Après de longues séances d’écoute et divers échanges, le Collectif de théâtre arlésien L’isba, sollicite, en compagnie de l’ethnologue, une partie des informateurs de l'enquête, en vue de "matérialiser, par un travail théâtral, un temps fort de la mémoire cheminote d'Arles".

Six cheminots partants pour l’expérience acceptent de jouer leurs propres rôles, ils seront finalement cinq à atteindre la finalité de cette petite aventure humaine et artistique, M. Léonce Lassia s’éteignant au cours du projet.

Assistés des membres du Collectif, les informateurs se réunissent, développent certains aspects de leurs récits, retravaillent leurs témoignages en vue d'une mise en espace de leurs souvenirs.

"Fragments de vies et d'acier" est alors présenté au public en octobre 2011, dans l’enceinte des ateliers SNCF, l’emblématique Chaudronnerie de fer lors d'une "veillée cheminote" plus de 26 ans après la fermeture définitive du site.
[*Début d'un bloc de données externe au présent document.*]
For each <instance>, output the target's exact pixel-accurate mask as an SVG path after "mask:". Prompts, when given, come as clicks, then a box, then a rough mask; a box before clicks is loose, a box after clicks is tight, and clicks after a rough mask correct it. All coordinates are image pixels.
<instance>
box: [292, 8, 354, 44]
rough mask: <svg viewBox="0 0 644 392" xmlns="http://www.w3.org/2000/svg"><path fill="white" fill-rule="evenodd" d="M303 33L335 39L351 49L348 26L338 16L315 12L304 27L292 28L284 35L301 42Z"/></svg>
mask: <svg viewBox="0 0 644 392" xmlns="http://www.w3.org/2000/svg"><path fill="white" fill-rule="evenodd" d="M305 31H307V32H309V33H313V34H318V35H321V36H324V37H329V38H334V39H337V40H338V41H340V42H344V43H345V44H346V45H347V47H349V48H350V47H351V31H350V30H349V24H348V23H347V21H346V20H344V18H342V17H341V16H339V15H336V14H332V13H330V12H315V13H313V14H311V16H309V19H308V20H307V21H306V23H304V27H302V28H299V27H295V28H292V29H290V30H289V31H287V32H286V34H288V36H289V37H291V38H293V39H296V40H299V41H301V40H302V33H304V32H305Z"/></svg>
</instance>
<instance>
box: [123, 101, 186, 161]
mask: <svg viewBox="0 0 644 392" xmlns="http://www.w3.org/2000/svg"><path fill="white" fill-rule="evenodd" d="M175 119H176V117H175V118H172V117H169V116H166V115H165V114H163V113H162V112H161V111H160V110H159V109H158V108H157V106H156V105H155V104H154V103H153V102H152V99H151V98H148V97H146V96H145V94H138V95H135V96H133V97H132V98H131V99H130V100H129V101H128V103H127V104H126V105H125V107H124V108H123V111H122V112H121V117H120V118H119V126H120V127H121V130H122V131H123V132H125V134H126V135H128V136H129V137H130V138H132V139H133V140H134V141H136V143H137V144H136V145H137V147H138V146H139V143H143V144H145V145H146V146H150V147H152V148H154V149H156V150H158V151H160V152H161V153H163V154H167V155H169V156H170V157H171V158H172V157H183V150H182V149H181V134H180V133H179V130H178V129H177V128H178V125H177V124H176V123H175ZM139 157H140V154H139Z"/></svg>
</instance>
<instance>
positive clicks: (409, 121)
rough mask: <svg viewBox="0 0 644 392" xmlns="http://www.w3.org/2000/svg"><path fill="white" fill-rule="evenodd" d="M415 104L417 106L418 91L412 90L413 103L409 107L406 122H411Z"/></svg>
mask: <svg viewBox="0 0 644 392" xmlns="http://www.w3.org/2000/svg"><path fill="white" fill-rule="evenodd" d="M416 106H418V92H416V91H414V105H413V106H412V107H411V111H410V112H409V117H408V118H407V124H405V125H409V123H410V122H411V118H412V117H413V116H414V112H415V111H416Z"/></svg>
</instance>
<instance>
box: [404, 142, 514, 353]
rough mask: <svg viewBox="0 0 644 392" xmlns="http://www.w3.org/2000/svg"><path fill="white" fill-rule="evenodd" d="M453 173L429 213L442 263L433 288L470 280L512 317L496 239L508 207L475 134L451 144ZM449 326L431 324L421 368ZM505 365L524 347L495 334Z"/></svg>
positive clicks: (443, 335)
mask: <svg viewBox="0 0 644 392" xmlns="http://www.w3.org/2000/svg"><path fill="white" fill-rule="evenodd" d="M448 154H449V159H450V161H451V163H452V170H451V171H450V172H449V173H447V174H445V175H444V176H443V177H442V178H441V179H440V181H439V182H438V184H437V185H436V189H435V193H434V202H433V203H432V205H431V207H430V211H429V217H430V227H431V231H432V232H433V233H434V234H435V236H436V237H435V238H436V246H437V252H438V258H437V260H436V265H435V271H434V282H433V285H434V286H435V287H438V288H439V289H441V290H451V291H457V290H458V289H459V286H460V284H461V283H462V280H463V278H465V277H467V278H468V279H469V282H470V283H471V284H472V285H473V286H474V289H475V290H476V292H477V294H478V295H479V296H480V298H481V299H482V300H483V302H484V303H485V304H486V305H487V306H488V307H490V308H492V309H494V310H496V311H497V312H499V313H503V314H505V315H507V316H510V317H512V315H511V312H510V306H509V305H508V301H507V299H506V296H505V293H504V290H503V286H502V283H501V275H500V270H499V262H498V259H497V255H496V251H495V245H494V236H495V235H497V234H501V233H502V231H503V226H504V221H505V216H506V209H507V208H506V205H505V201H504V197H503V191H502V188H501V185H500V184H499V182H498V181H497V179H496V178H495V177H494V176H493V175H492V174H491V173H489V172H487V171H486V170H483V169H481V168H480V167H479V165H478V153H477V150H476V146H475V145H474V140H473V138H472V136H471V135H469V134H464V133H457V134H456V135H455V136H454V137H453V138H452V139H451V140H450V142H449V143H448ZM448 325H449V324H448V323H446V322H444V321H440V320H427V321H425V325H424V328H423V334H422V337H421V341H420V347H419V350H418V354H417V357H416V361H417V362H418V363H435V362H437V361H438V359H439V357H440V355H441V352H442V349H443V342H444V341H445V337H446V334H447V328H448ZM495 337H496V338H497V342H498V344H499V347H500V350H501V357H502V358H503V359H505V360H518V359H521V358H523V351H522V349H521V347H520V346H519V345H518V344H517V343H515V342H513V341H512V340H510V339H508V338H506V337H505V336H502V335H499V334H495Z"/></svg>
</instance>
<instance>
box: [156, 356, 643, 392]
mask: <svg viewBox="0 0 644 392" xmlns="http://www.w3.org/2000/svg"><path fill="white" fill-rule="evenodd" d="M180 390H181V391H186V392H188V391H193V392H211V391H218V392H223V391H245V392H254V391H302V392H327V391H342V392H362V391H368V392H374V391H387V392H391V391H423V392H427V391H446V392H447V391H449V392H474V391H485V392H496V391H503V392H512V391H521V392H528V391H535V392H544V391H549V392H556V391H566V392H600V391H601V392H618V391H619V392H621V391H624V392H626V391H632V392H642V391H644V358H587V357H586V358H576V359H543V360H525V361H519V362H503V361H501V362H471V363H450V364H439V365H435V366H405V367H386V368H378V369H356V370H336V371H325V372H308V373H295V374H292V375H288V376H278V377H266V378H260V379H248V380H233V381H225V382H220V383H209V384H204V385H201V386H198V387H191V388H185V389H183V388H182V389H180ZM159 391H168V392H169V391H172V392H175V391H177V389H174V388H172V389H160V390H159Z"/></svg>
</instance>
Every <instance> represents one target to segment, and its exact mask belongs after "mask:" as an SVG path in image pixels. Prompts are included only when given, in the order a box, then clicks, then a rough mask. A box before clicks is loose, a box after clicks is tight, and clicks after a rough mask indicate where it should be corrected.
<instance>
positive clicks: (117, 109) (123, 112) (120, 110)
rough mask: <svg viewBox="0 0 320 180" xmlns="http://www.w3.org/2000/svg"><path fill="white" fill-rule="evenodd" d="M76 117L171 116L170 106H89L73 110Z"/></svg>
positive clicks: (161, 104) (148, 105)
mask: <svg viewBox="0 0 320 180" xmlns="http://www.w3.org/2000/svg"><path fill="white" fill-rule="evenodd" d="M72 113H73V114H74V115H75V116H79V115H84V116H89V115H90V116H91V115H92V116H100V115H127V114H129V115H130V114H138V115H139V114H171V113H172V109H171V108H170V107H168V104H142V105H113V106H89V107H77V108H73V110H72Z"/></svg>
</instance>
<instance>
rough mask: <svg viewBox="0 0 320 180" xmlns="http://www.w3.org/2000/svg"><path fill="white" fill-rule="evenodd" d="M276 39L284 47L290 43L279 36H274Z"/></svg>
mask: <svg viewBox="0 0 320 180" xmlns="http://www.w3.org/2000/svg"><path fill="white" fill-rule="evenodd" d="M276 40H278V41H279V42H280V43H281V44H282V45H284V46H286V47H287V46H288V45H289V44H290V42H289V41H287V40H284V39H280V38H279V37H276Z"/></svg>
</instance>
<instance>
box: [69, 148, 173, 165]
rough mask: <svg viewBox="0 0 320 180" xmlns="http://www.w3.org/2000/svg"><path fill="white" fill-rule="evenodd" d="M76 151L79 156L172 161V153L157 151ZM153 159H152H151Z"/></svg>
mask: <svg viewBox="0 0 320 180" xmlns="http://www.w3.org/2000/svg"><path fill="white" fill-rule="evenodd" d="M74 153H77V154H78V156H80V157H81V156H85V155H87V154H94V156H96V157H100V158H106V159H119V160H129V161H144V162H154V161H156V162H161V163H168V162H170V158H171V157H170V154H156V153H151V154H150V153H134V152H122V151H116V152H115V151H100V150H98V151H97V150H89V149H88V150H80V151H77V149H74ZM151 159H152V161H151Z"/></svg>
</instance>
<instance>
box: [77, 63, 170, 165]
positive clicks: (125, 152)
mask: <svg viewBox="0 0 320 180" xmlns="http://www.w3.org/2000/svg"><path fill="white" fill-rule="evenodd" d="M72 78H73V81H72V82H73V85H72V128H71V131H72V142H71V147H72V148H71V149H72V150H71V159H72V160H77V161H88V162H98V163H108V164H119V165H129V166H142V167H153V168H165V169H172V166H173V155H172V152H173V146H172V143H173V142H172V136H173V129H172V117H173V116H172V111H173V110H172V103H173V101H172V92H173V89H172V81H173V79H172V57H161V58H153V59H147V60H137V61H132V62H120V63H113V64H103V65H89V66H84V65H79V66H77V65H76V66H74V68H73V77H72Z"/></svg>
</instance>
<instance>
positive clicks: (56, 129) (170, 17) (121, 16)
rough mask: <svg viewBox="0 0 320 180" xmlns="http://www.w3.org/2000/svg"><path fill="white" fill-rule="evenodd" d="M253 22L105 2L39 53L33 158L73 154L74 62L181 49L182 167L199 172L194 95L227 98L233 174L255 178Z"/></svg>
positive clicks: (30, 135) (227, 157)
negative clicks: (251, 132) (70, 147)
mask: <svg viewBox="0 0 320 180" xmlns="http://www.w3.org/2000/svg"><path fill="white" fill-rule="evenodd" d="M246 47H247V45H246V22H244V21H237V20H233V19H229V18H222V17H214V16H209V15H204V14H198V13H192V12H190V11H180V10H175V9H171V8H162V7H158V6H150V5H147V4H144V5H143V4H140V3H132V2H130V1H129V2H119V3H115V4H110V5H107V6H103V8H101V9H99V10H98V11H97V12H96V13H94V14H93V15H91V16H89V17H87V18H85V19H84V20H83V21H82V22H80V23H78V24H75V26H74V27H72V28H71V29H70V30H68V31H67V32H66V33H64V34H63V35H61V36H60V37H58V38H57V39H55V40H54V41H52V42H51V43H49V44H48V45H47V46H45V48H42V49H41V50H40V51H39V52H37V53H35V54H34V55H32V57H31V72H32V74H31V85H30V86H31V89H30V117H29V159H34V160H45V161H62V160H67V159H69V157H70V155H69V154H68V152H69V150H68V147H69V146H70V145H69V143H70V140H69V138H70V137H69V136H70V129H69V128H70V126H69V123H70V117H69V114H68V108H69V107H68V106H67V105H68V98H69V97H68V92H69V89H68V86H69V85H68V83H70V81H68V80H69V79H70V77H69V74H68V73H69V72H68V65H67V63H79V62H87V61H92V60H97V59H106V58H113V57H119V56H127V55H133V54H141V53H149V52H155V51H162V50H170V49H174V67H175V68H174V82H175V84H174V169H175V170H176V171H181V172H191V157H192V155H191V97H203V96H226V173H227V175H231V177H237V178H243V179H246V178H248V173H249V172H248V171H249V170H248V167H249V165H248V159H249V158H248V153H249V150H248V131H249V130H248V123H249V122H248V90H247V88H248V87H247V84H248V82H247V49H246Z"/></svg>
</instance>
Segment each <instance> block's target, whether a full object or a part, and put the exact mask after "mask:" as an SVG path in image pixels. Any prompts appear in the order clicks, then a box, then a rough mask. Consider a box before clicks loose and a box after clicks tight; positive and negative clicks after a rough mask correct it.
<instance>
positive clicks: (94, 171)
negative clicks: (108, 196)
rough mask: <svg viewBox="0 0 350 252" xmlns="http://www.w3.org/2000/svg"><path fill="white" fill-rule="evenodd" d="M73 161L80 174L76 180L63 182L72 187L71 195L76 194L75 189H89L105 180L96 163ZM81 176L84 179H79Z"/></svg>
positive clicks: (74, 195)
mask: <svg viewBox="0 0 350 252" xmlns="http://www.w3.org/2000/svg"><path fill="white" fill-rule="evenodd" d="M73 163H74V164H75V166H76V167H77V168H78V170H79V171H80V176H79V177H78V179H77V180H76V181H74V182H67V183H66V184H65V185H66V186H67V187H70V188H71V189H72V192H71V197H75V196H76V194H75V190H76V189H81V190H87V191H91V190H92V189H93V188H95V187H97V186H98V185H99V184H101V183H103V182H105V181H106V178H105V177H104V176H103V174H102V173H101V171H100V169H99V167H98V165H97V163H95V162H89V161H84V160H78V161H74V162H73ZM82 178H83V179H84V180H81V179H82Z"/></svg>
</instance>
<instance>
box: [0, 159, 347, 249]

Au-delà de la forte charge émotionnelle et symbolique de cette expérience, cette valorisation a soulevé de nombreux questionnements sur la pratique ethnographique dans un musée et les enjeux des restitutions : le rapport que le chercheur- l’ethnologue - entretient avec les sources qu’il a constituées, la question de leur partage ou de leur réutilisation par un tiers avec la crainte de trahir la parole des enquêtés, la question du retour d’enquête aux informateurs et l’idée d’une co-construction du savoir ; des sujets qui ont animé la table ronde que nous avions organisée pour l’occasion et qui trouveront de nouvelles orientations  au cours de nos prochaines enquêtes. 

Ateliers SNCF
L'atelier des forges en 2014. © Thomas Gayrard
L'atelier des forges en 2014. © Thomas Gayrard

L'enquête :

  • Entre 2007 et 2010.
  • 49 personnes rencontrées.
  • 76 entretiens audio menés soit 120 heures d’enregistrement.

Rapports consultables au musée :

  • Rapport Kristel Amellal : « Les ateliers ferroviaires d’Arles : entre passé et présent, une enquête ethnographique en milieu cheminot. » Arles, 2010.
  • Rapport historique Maëlle Quéré : « Les ateliers ferroviaires d’Arles 1843-1985. Sur les traces d’un passé industriel. » Arles, 2003.

Deux spectacles vivants ont été réalisés par le Collectif L’isba à partir de l’enquête :

  • Fragments de vies et d’acier : une veillée cheminote avec une comédienne Catherine Krajewski, un accordéoniste Jean-François Véran et cinq témoins cheminots (deux représentations en octobre 2011 )
  • De bruit et de labeur : une pièce de théâtre, écrite par Guillaume Le Touze à partir du corpus de l’enquête et du travail mené avec les cheminots par le Collectif L’Isba pour la veillée. (Une représentation lors de la nuit des musées en mai 2012)

       Les deux spectacles ont tourné à Avignon (Festival d’Avignon : théâtre de La Rotonde), Miramas et Marseille, accompagnés par le Comité d'Etablissement Cheminots Paca.